Comprehensive analysis of ceRNA networks in HPV16- and HPV18-mediated cervical cancers reveals XIST as a pivotal competing endogenous RNA.

Cervical cancer (CC) is one of the most common cancers in women worldwide, being closely related to high-risk human papillomavirus (HR-HPVs). After a particular HR-HPV infects a cervical cell, transcriptional changes in the host cell are expected, including the regulation of lncRNAs, miRNAs, and mRNAs. Such transcripts may work independently or integrated in complex molecular networks - as in competing endogenous RNA (ceRNA) networks. In our research, we gathered transcriptome data from samples of HPV16/HPV18 cervical squamous cell carcinoma and endocervical adenocarcinoma (CESC), from The Cancer Genome Atlas (TCGA) project. Using GDCRNATools, we identified ceRNA networks that differentiate HPV16- from HPV18-mediated CESC. For HPV16-CESC, three lncRNA-mRNA co-expressed pairs were reported, all led by the X-inactive specific transcript (XIST): XIST | DLG5, XIST | LGR4, and XIST | ZNF81. The XIST | LGR4 and XIST | ZNF81 pairs shared 11 miRNAs, suggesting an increased impact on their final biological effect. XIST also stood out as an important lncRNA in HPV18-CESC, leading 35 of the 42 co-expressed pairs.
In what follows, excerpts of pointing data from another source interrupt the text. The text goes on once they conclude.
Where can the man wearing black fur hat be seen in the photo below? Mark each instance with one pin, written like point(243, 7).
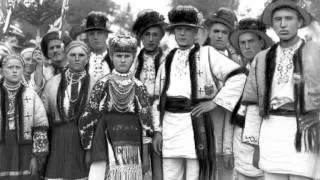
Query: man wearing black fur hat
point(249, 39)
point(149, 28)
point(97, 29)
point(52, 45)
point(190, 98)
point(282, 94)
point(220, 24)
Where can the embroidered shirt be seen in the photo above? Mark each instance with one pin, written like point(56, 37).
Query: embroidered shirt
point(180, 83)
point(97, 66)
point(148, 73)
point(116, 92)
point(282, 84)
point(11, 109)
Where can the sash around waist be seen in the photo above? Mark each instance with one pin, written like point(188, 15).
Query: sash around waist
point(180, 104)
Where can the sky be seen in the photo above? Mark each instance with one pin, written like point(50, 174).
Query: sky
point(163, 6)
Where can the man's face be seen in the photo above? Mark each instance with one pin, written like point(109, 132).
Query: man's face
point(13, 71)
point(56, 51)
point(122, 61)
point(185, 36)
point(286, 23)
point(77, 59)
point(29, 63)
point(151, 38)
point(97, 39)
point(219, 35)
point(250, 44)
point(82, 37)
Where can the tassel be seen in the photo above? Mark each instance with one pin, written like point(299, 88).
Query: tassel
point(298, 143)
point(124, 172)
point(311, 132)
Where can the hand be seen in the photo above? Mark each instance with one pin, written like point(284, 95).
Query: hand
point(203, 107)
point(33, 166)
point(256, 157)
point(146, 160)
point(228, 161)
point(87, 158)
point(157, 143)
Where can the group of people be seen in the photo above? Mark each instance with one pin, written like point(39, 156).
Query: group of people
point(238, 107)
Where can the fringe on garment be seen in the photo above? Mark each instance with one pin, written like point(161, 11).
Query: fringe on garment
point(124, 172)
point(128, 164)
point(309, 134)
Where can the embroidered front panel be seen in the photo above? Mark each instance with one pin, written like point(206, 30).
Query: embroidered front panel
point(11, 109)
point(180, 83)
point(40, 142)
point(148, 73)
point(282, 84)
point(97, 66)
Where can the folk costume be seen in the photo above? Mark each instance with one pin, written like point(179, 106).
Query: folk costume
point(282, 94)
point(51, 70)
point(145, 69)
point(99, 64)
point(228, 18)
point(186, 78)
point(243, 153)
point(223, 129)
point(115, 121)
point(23, 131)
point(65, 97)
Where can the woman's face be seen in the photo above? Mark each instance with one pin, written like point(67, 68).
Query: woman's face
point(30, 64)
point(12, 71)
point(122, 61)
point(77, 59)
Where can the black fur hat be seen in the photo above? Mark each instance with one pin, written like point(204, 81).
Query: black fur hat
point(53, 35)
point(97, 20)
point(146, 19)
point(183, 15)
point(297, 5)
point(224, 16)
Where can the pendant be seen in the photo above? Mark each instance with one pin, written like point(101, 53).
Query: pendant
point(209, 89)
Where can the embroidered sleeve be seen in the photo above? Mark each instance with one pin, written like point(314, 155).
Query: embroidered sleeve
point(227, 71)
point(89, 118)
point(227, 136)
point(158, 90)
point(40, 132)
point(144, 112)
point(250, 92)
point(251, 131)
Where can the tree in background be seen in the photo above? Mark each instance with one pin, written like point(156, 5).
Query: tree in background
point(124, 18)
point(207, 6)
point(79, 9)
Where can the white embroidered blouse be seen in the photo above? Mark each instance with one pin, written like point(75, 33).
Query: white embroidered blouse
point(282, 84)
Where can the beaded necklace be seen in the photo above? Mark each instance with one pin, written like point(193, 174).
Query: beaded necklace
point(122, 92)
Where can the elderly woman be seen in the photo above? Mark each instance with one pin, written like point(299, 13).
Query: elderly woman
point(4, 51)
point(23, 125)
point(65, 96)
point(119, 107)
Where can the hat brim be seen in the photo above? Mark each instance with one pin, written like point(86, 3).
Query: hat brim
point(211, 21)
point(234, 38)
point(267, 13)
point(162, 25)
point(97, 28)
point(172, 26)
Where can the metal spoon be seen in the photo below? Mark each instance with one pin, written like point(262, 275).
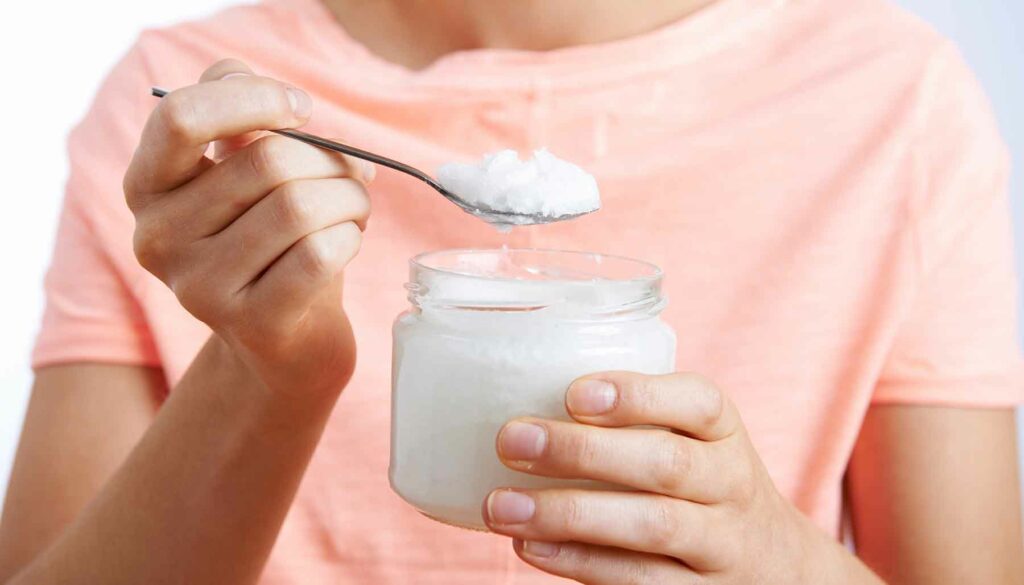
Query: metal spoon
point(495, 216)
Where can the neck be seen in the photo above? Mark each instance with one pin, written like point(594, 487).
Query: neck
point(415, 33)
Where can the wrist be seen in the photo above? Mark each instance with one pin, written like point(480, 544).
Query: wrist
point(828, 561)
point(244, 392)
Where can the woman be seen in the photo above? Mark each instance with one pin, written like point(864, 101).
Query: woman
point(821, 181)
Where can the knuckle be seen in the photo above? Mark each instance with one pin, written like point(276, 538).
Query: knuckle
point(585, 449)
point(267, 159)
point(581, 560)
point(743, 488)
point(314, 256)
point(675, 463)
point(360, 199)
point(177, 116)
point(638, 574)
point(573, 513)
point(662, 527)
point(196, 297)
point(291, 207)
point(709, 402)
point(152, 246)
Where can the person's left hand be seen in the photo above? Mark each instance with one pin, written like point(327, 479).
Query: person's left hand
point(706, 510)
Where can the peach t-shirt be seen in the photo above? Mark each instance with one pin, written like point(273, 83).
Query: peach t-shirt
point(821, 181)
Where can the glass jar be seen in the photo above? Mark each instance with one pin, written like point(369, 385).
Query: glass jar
point(497, 334)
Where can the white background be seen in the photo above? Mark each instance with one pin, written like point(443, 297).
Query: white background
point(54, 54)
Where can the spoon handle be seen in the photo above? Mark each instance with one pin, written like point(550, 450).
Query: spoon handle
point(323, 142)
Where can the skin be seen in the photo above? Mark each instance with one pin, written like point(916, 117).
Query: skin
point(102, 478)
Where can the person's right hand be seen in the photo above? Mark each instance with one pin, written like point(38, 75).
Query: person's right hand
point(253, 243)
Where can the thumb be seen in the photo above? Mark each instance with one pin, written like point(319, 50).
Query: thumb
point(227, 69)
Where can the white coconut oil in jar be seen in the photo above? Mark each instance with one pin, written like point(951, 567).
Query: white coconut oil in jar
point(497, 334)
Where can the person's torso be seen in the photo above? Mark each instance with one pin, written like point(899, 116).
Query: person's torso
point(758, 154)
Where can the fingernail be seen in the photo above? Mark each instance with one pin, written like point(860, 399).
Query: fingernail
point(507, 507)
point(541, 549)
point(521, 442)
point(301, 105)
point(591, 398)
point(369, 171)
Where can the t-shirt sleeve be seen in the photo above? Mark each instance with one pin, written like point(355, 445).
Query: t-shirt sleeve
point(92, 312)
point(958, 344)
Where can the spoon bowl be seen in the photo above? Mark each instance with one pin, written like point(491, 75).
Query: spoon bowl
point(498, 217)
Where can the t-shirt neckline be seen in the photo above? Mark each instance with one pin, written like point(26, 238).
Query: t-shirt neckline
point(711, 30)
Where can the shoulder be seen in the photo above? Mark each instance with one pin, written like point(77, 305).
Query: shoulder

Some mRNAs, such as ADAM9 and SLC38A2, emerged as important players in the ceRNA regulatory networks due to sharing a considerable amount of miRNAs with XIST. Furthermore, some XIST-associated axes, namely XIST | miR-23a-3p | LGR4 and XIST | miR-30b-5p or miR-30c-5p or miR-30e-5p I ADAM9, had a significant impact on the overall survival of HPV16- and HPV18-CESC patients, respectively. Together, these data suggest that XIST has an important role in HPV-mediated tumorigenesis, which may implicate different molecular signatures between HPV16 and HPV18-associated tumors.